Il y a beaucoup de chair et peu de jus dans les grains
Un choix cornélien
D’autres vignerons estiment que la patience pourrait aussi avoir du bon. S’il ne pleut pas d’ici là, ils pourraient attendre jusqu’au dernier moment en espérant que les averses s’invitent pour faire gonfler les baies. Ils auraient alors de meilleurs rendements et, peut-être, des raisins plus intéressants… avec le risque, aussi, de devoir composer avec des surmaturités compliquées à gérer lors de la vinification.
À travers cette simple question de la date des vendanges, on se rend compte à quel point le vigneron est confronté à des choix difficiles et pourtant définitifs. S’il se rend compte qu’il aurait dû attendre ou, au contraire, anticiper, c’est déjà trop tard et il devra composer avec ce qu’il a en cave. Il aura alors un goût amer en bouche, celui d’avoir travaillé d’arrache-pied toute l’année pour avoir les plus beaux raisins possibles, mais de ne pas avoir pris la meilleure décision au pire moment.

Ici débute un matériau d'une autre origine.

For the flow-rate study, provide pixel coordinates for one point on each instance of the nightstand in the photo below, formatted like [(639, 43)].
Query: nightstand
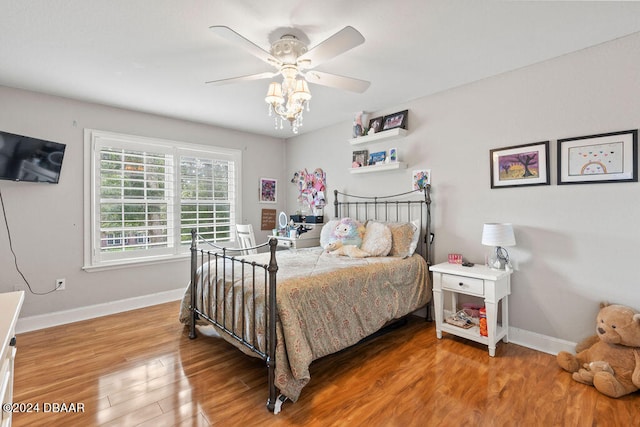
[(494, 286)]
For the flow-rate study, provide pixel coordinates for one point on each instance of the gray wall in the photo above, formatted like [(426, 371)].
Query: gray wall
[(577, 245), (46, 221)]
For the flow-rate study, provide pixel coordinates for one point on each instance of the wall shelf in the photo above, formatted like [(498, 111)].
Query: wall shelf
[(379, 168), (379, 136)]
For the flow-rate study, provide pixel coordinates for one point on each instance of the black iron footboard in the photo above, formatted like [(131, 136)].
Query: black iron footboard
[(246, 272)]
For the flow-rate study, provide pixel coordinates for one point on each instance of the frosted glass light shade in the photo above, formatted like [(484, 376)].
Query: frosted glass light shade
[(496, 234), (274, 94)]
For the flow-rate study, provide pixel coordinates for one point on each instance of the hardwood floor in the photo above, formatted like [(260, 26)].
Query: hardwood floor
[(140, 368)]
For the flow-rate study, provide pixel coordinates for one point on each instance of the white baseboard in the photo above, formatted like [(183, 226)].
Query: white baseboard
[(517, 336), (32, 323), (540, 342)]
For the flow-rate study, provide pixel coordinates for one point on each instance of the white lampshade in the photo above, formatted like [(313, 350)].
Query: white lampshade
[(302, 90), (274, 94), (495, 234)]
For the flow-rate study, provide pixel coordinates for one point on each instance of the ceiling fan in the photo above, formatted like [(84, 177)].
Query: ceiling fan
[(295, 62)]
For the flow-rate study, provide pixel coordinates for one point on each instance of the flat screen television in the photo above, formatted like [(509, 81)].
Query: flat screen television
[(23, 158)]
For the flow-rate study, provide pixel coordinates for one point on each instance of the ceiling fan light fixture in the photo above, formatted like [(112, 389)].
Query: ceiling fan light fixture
[(288, 101), (274, 94), (302, 91)]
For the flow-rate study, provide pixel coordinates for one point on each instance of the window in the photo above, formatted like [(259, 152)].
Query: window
[(147, 195)]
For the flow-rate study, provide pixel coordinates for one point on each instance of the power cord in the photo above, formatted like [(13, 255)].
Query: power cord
[(15, 258)]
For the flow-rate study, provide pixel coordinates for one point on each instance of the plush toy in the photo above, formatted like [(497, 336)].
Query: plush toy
[(611, 361), (346, 238)]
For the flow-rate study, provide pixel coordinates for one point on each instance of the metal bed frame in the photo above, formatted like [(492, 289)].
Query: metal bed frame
[(381, 208)]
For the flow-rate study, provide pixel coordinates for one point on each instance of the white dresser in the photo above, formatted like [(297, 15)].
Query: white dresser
[(10, 305)]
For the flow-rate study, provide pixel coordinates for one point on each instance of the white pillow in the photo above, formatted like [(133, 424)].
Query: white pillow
[(327, 230), (377, 239)]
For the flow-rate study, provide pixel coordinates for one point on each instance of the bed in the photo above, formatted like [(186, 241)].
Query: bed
[(292, 307)]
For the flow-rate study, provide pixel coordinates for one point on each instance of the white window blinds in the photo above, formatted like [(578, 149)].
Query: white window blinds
[(148, 194)]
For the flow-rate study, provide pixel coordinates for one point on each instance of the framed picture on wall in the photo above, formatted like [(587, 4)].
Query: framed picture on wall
[(604, 158), (395, 120), (520, 165), (420, 178), (267, 190)]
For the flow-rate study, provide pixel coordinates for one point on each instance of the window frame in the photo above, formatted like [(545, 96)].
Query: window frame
[(94, 260)]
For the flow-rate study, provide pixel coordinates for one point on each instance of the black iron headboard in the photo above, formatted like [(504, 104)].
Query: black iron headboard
[(401, 207)]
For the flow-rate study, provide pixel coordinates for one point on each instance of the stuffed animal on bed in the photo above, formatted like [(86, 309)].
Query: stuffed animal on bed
[(346, 238), (609, 361)]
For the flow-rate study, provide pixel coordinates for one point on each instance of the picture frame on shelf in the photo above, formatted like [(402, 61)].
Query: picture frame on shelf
[(268, 190), (420, 178), (377, 158), (395, 120), (375, 125), (598, 159), (393, 155), (520, 165), (359, 158)]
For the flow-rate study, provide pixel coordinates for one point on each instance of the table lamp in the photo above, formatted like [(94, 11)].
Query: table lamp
[(498, 235)]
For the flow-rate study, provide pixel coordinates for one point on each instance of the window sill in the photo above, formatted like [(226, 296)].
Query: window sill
[(138, 262)]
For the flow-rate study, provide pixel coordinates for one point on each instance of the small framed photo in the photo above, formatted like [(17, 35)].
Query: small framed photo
[(520, 165), (359, 158), (375, 125), (393, 155), (420, 178), (267, 189), (395, 120), (604, 158), (377, 157)]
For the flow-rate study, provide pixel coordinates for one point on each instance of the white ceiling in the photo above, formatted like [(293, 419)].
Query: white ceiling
[(155, 55)]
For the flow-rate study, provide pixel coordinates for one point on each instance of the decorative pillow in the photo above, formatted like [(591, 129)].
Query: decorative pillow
[(327, 230), (405, 236), (347, 231), (377, 239)]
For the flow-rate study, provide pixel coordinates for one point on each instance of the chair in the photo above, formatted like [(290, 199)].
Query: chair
[(246, 238)]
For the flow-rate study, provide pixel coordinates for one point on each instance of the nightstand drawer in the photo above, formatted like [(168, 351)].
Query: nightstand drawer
[(468, 285)]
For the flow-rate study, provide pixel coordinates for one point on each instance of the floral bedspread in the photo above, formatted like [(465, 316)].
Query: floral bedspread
[(325, 304)]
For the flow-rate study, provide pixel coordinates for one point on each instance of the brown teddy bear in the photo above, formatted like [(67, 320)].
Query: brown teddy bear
[(609, 361)]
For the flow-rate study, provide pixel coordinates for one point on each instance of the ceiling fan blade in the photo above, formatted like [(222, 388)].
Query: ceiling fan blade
[(230, 35), (340, 42), (265, 75), (334, 80)]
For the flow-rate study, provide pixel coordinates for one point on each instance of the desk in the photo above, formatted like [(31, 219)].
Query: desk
[(308, 239)]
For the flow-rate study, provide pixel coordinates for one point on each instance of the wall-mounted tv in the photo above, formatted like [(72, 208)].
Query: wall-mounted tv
[(23, 158)]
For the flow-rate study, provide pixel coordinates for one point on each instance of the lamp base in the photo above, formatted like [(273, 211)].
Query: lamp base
[(499, 260)]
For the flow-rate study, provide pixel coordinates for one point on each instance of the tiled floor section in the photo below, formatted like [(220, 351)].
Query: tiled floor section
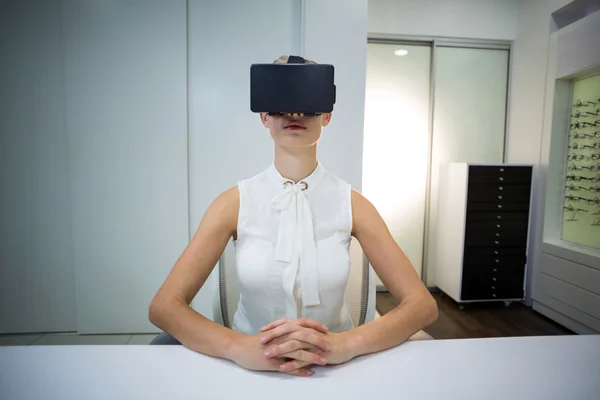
[(54, 339)]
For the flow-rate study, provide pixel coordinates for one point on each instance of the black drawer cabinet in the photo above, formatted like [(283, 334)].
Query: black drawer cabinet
[(495, 202)]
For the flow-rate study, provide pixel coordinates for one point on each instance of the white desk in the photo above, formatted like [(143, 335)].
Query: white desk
[(566, 367)]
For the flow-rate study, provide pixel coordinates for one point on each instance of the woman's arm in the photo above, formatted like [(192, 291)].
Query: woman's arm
[(417, 308), (170, 310)]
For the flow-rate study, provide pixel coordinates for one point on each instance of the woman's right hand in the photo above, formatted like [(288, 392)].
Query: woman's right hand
[(248, 352)]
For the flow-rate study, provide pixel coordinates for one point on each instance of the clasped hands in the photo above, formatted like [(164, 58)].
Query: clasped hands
[(292, 346)]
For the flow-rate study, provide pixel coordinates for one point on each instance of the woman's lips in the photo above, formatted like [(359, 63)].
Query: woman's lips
[(295, 126)]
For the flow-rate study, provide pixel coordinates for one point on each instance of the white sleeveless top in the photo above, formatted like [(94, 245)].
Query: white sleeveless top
[(293, 250)]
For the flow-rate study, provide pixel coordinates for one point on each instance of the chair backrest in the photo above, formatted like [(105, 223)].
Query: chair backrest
[(360, 292)]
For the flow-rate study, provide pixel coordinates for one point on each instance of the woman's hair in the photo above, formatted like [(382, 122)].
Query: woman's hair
[(283, 60)]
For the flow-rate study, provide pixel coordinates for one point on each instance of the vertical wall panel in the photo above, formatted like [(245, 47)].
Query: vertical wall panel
[(126, 108), (36, 272)]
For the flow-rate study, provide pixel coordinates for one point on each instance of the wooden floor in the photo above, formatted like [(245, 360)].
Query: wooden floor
[(482, 320)]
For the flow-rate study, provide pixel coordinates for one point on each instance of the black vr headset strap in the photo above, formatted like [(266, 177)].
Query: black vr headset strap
[(296, 60)]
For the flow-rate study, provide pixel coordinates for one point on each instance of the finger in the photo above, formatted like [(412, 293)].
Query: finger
[(311, 338), (311, 323), (293, 365), (301, 372), (279, 331), (288, 347), (307, 357), (275, 324)]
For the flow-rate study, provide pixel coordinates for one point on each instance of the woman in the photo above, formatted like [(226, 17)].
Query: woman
[(292, 226)]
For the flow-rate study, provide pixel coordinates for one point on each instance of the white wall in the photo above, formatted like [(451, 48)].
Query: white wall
[(126, 118), (227, 141), (473, 19), (529, 64), (36, 271)]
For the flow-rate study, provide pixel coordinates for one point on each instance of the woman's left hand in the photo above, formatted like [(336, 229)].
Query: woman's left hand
[(283, 346)]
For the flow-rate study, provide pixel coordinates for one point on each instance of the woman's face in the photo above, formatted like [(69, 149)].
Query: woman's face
[(295, 130)]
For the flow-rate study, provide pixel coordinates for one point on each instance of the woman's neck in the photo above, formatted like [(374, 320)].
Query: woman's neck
[(296, 165)]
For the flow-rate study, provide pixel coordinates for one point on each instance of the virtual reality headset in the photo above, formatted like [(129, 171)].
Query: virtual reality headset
[(295, 87)]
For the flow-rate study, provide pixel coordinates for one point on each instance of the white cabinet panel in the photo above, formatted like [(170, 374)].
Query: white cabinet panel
[(576, 274), (126, 117), (574, 296)]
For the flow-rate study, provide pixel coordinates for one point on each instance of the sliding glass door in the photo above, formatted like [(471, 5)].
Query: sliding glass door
[(396, 140), (428, 103)]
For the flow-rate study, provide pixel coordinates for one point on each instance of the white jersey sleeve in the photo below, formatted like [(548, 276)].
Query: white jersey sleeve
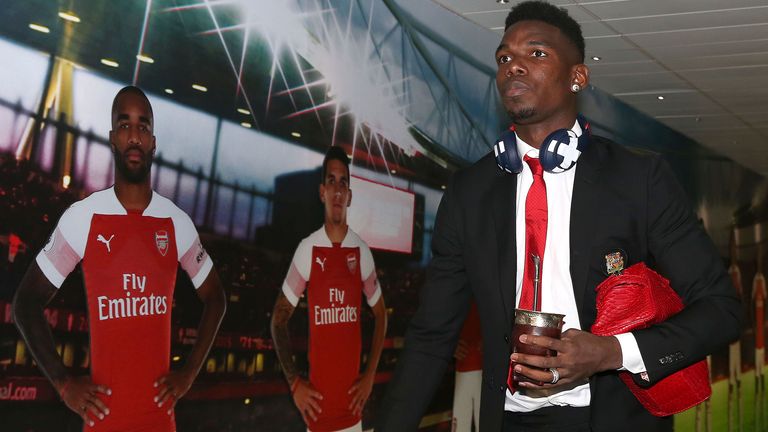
[(66, 245), (371, 286), (192, 255), (295, 282)]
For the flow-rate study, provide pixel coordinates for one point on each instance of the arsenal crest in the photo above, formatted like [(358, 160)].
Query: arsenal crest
[(161, 241), (351, 262)]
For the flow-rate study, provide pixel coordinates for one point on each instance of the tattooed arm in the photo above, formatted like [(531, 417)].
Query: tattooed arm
[(305, 396), (78, 393)]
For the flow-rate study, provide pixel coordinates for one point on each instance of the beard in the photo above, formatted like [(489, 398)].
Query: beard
[(521, 115), (135, 175)]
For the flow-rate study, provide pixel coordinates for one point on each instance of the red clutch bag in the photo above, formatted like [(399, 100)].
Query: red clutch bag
[(636, 299)]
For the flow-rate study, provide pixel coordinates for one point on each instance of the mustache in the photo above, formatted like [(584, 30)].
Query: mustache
[(137, 148)]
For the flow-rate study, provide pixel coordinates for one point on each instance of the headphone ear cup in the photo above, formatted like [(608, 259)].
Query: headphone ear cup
[(505, 150), (555, 159)]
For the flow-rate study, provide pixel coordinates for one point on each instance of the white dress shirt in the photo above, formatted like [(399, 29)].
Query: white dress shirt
[(556, 285)]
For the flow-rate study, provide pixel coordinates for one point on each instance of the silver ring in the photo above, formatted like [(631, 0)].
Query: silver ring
[(555, 375)]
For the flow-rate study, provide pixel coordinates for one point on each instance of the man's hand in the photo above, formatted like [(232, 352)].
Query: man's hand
[(307, 400), (579, 356), (360, 392), (79, 394), (171, 388)]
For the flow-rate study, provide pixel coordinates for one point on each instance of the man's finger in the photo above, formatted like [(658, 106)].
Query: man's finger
[(102, 407), (311, 413), (542, 341), (536, 374), (537, 361), (94, 410)]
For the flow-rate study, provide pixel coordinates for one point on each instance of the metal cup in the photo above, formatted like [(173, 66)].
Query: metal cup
[(537, 324)]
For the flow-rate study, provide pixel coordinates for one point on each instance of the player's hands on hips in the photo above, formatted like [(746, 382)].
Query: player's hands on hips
[(171, 387), (307, 399), (360, 392), (580, 355), (79, 394)]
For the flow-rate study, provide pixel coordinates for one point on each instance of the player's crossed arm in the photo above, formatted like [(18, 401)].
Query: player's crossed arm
[(305, 396), (79, 394)]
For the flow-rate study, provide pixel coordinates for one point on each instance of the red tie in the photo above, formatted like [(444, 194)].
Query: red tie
[(535, 233), (535, 239)]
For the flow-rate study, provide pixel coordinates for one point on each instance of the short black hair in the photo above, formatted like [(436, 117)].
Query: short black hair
[(334, 153), (550, 14), (135, 90)]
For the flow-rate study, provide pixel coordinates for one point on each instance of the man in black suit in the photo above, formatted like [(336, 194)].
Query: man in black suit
[(613, 200)]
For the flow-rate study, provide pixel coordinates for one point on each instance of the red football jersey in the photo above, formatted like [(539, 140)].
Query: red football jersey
[(759, 295), (129, 262), (335, 276)]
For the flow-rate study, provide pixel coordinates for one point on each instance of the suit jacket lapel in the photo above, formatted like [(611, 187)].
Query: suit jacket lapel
[(504, 196), (584, 205)]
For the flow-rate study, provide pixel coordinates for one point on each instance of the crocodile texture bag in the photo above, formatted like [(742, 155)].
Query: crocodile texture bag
[(636, 299)]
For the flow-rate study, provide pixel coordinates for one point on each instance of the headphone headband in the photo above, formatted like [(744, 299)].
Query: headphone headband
[(559, 151)]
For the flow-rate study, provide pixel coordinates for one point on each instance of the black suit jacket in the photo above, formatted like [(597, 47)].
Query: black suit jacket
[(621, 200)]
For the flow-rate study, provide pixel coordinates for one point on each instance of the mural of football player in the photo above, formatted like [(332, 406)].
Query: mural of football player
[(734, 350), (758, 300)]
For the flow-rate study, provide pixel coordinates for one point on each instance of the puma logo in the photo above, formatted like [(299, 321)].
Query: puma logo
[(321, 262), (105, 241)]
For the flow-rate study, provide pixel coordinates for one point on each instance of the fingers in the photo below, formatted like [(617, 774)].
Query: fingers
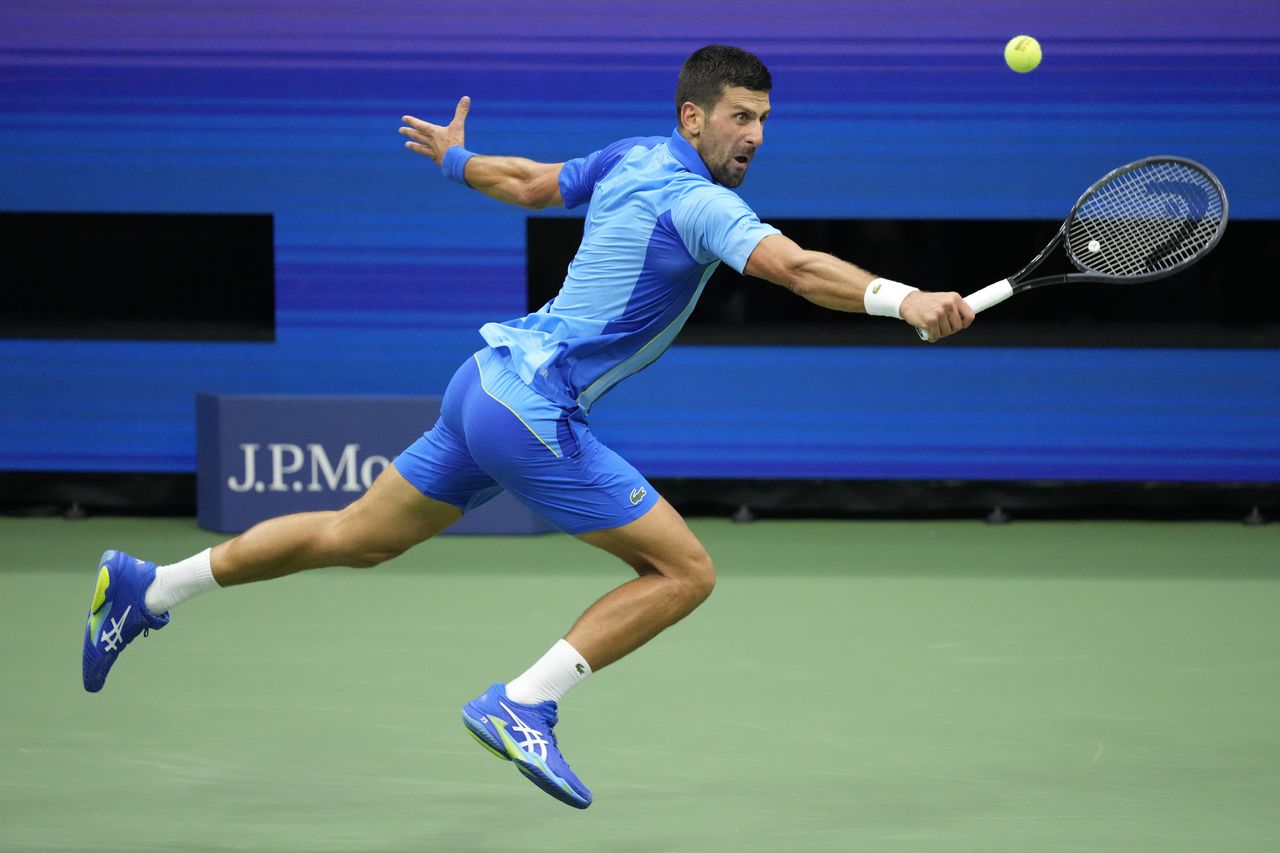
[(945, 315), (433, 140), (460, 113)]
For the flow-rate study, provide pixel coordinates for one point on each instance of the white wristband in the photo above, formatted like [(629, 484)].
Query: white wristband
[(883, 297)]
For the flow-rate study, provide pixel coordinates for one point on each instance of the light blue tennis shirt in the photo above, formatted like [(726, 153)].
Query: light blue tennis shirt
[(657, 227)]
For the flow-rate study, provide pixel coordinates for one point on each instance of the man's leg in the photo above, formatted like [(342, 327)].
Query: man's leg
[(133, 596), (676, 575), (387, 520)]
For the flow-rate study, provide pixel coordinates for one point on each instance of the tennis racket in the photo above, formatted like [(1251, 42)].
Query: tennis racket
[(1141, 222)]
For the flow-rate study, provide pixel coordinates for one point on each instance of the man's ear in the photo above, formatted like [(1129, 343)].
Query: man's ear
[(691, 118)]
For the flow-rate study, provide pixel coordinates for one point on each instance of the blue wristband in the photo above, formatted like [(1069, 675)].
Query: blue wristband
[(455, 164)]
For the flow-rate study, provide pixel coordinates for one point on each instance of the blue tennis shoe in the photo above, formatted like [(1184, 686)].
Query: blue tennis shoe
[(522, 734), (117, 614)]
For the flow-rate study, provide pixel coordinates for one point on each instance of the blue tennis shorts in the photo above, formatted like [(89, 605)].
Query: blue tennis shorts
[(497, 433)]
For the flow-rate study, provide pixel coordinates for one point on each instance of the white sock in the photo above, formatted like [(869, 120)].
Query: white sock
[(179, 582), (552, 676)]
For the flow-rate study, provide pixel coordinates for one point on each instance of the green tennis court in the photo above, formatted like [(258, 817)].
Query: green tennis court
[(850, 685)]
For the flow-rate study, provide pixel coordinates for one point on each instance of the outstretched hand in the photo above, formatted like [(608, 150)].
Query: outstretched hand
[(433, 140), (938, 314)]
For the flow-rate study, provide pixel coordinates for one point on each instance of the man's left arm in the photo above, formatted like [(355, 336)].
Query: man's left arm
[(516, 181)]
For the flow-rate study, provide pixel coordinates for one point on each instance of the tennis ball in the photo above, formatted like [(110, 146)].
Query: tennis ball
[(1023, 54)]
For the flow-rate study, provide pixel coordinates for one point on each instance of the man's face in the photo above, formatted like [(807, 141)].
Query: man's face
[(728, 136)]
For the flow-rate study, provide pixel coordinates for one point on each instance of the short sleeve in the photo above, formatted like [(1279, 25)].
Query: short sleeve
[(579, 177), (716, 224)]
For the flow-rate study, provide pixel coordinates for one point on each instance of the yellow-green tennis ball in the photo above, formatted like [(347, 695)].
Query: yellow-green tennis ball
[(1023, 54)]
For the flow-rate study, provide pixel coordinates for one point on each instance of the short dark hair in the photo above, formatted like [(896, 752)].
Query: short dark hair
[(711, 69)]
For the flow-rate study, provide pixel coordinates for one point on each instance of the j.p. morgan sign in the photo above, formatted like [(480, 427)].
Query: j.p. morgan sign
[(260, 456)]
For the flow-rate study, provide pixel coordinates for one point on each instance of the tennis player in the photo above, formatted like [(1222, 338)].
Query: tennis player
[(661, 215)]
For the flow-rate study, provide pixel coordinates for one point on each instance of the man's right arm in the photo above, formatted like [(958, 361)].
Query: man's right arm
[(832, 283)]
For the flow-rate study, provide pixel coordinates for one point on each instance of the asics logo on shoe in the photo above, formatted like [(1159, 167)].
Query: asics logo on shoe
[(533, 740), (114, 638)]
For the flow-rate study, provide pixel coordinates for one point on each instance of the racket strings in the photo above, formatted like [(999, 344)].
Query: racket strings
[(1144, 220)]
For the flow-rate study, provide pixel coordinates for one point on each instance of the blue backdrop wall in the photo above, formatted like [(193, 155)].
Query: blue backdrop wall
[(384, 270)]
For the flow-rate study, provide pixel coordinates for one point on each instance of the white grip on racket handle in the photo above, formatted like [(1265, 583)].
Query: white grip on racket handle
[(982, 300)]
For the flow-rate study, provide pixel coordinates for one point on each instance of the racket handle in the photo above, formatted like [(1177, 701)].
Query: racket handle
[(982, 300)]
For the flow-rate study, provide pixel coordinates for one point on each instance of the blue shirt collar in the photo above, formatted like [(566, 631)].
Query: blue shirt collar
[(688, 155)]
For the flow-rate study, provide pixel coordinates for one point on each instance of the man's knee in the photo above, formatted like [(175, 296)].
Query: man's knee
[(355, 546), (698, 578)]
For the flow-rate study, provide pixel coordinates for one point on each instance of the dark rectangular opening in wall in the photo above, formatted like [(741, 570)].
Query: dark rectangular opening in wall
[(170, 277), (1214, 304)]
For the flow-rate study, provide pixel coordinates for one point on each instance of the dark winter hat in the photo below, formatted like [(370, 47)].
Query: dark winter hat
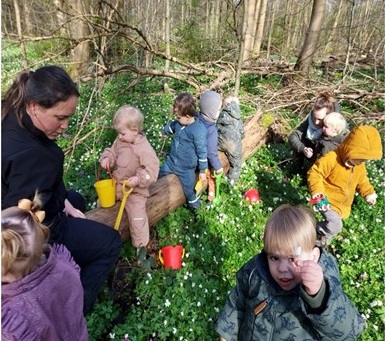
[(210, 104)]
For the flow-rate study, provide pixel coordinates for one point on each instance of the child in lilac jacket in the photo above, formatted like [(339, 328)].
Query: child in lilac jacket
[(41, 292)]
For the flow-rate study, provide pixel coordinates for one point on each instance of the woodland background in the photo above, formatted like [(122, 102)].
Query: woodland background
[(276, 56)]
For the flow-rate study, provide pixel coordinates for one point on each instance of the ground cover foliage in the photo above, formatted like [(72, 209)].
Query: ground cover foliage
[(150, 303), (140, 303)]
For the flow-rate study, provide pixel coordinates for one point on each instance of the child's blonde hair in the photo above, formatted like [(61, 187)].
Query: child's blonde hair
[(128, 117), (326, 100), (230, 98), (184, 104), (289, 227), (22, 237), (336, 121)]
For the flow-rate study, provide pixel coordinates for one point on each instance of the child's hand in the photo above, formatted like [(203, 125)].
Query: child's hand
[(105, 163), (133, 181), (219, 171), (308, 152), (311, 275), (72, 211), (371, 198)]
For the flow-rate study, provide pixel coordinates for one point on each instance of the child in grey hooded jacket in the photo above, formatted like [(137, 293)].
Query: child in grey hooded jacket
[(230, 135)]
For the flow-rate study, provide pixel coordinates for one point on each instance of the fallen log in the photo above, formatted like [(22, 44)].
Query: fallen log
[(166, 195)]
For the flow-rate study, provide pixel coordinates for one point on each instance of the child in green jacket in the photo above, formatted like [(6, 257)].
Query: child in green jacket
[(291, 290)]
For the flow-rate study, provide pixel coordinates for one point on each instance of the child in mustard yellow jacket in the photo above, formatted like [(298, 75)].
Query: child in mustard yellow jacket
[(342, 172)]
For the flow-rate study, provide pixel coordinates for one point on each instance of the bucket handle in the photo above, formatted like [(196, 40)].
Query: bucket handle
[(161, 257), (108, 170)]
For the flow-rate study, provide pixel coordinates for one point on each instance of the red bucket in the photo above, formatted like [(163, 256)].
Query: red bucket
[(252, 196), (171, 256)]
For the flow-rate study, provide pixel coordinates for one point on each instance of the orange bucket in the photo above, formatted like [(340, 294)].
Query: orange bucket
[(171, 256), (106, 190)]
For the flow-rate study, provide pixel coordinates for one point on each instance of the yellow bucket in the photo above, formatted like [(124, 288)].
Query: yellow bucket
[(106, 191)]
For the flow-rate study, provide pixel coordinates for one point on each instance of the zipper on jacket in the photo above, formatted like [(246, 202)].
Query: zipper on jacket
[(261, 306)]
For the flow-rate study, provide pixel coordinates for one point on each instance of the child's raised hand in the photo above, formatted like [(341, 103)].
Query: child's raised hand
[(133, 181), (202, 176), (308, 152), (371, 198), (105, 163), (311, 275)]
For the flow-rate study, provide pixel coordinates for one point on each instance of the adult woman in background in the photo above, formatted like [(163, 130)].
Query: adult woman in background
[(303, 140), (35, 111)]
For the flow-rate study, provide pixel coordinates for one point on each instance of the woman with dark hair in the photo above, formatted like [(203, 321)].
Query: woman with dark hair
[(304, 139), (36, 110)]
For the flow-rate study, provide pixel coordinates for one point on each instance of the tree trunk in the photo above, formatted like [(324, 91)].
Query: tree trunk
[(310, 45), (248, 20), (166, 195), (80, 31), (167, 39), (241, 53), (260, 29), (271, 27), (20, 34)]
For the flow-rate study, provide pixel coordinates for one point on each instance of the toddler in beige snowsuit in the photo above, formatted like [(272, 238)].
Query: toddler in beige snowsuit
[(132, 158)]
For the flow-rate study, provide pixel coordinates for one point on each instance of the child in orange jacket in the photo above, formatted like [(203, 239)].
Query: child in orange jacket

L’évolution du climat force les vignerons à repenser leurs méthodes de travail et leur calendrier. S’il est sans doute plus facile pour un vigneron indépendant de s’adapter aux nouvelles conditions, puisqu’il est seul à la barre de son domaine, il ne faut pas sous-estimer la difficulté de ce choix pour les plus grosses structures. Chez Vinsmoselle, par exemple, le début des vendanges a toujours été fixé au 15 septembre au plus tôt, sauf conditions très exceptionnelles (le 10 août en 2018). Mais puisque le crémant est le fer de lance de la coopérative, il y a de fortes chances que les portes des caves s’ouvrent un peu plus tôt cette année.
En France, des récoltes précoces
dans tous les vignobles
Dans le Languedoc-Roussillon, les premiers coups de sécateurs ont été donnés dès la fin du mois de juillet et tous les vendangeurs étaient au travail dès les premiers jours d’août pour récolter muscat, chardonnay et grenache blanc. Du jamais-vu. En Occitanie, les vendanges ont débuté dès le 10 août, notamment pour le chardonnay, ce qui constitue aussi un record. Mais cette précocité a son revers, les vignerons constatant une grande variété de vigueur dans leurs parcelles, selon les expositions et les ressources en eau.
Dans le Bordelais, les premiers raisins ont été coupés mardi dernier, le 16 août, deux jours plus tôt que le précédent record qui datait de 2003, autre année de canicule. Ces vendanges bordelaises ont débuté par le sauvignon. Les raisins qui seront utilisés pour élaborer le crémant sont aussi en cours de récolte.